Archaeologists have unearthed fragments of several human skulls from a dig site in southeast Turkey with some rather unusual groove patterns scratched into their surface.
The incisions and perforations appear to be intentional, making them the first evidence of a funerary ritual in that part of the world, and possibly evidence of an ancient cult.
Situated a stone's throw from the Syrian border, the Palaeolithic site of Göbekli Tepe already has a reputation as a game-changer for archaeologists providing the oldest evidence of prehistoric worship.
Carved stones surrounding a number of massive T-shaped pillars mark out what archaeologists can only conclude to be a temple, one that predates Stone Henge by 6,000 years.
The site's foundation around 9,000 BCE puts it right on the cusp of the dawn of agriculture, challenging hypotheses claiming it was our ability to grow crops and domesticate livestock that allowed complex society and organised religion to develop.
In spite of early suspicions the site was a medieval graveyard, there have never been any signs of bodies being formally buried at the site.
But since excavation began in the mid-1990s, archaeologists have still found scattered fragments of human remains among rubble that also contained animal bones and stone artefacts.
Oddly, of the nearly 700 human bone pieces discovered so far, 408 have come from the skull. Even weirder still, 40 of these show cut marks consistent with being de-fleshed after death, while two out of the seven neck vertebrae found indicate decapitation.

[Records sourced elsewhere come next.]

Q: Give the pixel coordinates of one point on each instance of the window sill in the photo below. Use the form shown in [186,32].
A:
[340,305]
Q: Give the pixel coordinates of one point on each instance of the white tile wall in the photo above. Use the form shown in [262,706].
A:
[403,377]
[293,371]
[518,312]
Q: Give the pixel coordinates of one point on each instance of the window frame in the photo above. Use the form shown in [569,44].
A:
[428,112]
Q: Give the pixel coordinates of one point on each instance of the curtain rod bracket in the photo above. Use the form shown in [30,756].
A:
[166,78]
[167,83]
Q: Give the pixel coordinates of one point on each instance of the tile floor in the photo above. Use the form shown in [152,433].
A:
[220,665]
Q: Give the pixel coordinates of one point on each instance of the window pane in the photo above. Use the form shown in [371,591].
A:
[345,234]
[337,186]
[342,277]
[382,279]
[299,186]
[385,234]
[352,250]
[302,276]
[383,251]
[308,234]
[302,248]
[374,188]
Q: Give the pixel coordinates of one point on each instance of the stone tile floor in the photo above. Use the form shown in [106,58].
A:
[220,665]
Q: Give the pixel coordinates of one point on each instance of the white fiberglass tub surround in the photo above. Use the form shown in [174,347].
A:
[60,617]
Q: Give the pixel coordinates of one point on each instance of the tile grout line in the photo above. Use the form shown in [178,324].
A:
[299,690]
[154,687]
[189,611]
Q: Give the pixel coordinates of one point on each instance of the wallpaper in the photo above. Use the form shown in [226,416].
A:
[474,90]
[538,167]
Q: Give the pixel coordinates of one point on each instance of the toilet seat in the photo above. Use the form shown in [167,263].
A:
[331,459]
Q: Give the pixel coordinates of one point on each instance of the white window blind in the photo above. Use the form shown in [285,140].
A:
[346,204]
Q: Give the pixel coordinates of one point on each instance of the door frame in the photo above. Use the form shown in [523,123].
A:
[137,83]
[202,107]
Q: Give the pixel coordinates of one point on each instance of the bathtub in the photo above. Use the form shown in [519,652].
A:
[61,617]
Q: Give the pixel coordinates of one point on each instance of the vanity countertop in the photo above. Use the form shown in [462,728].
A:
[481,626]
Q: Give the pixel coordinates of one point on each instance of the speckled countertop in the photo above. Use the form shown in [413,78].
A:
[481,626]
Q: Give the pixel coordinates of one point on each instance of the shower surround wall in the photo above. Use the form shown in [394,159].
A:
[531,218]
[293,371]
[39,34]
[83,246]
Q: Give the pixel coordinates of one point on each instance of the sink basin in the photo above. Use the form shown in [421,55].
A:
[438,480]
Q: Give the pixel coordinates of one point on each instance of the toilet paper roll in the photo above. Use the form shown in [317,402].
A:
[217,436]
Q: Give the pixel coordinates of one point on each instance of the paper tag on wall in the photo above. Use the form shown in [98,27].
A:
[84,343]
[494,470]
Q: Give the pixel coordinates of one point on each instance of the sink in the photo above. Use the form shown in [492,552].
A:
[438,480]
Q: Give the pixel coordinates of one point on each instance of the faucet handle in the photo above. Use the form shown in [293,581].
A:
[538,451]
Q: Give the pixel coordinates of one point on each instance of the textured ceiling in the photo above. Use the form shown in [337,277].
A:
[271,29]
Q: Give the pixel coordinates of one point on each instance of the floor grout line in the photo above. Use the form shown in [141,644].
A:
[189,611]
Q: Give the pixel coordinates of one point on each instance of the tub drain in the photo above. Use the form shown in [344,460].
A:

In this latest research, anthropologists have closely analysed three of the skull fragments and determined the marks on them are more than just nicks and scratches – they are intentional carvings.
"The carvings consist of many deep cuts – somebody clearly did it intentionally," Julia Gresky from the German Archaeological Institute in Berlin told Andrew Curry at Science magazine.
Long, deep cut marks on seven fragments from three skulls show signs of a sharp stone tool being dragged repeatedly in a line, distinguishing it from the single and scattered scratches left when flesh is removed from bone.
On one skull, the line runs down the centre of the forehead and onto the back of the head, while a second skull has a similar line with a pair of grooves branching out at angles. In one skull fragment, a portion of a hole has been drilled through the bone.
While they were clearly made on purpose, their roughness suggests it wasn't about aesthetics.
"They're deep incisions, but not nicely done. Someone wanted to make a cut, but not in a decorative way," Gresky explained.
Given the position of the skull with the hole, it's possible the incisions could be to help hold or hang the skulls in place.
The bones had barely any collagen left in them, a protein that provides carbon useful for dating. That made it a challenge to nail down their exact age, but based on their position the individuals could have lived anywhere between 10,000 and 11,500 years ago.
Göbekli Tepe isn't short on complex stone carvings, with one making the news a few months ago for being a possible recording of a prehistoric comet impact.
Other carvings have seemed strangely preoccupied with heads, with examples of figurines having their heads broken off, or in the case of a figurine found near the skulls, holding what seems to be a head in its hands.
Looking at the evidence together, it's not hard to imagine gatherings of semi-nomadic communities in the area proudly dangling the skulls of their enemies from strings, or even worshipping the heads of their loved ones tied in place along a wall.
"In archaeological discourse, the term skull cult is used relatively broadly, describing not only the intentional modification of human skulls but also their deposition in selected contexts," the researchers write in their report.
Without examples showing how of the inhabitants of Göbekli Tepe and its surrounds buried their dead, it's hard to say with much certainty what the skull carvings mean. One of the pieces was found in a concentration of ochre, a material that has been associated with Palaeolithic burials in other contexts.
Hopefully future excavations will unearth more clues on what went on at Göbekli Tepe 11,000 years ago.
This research was published in Science Advances.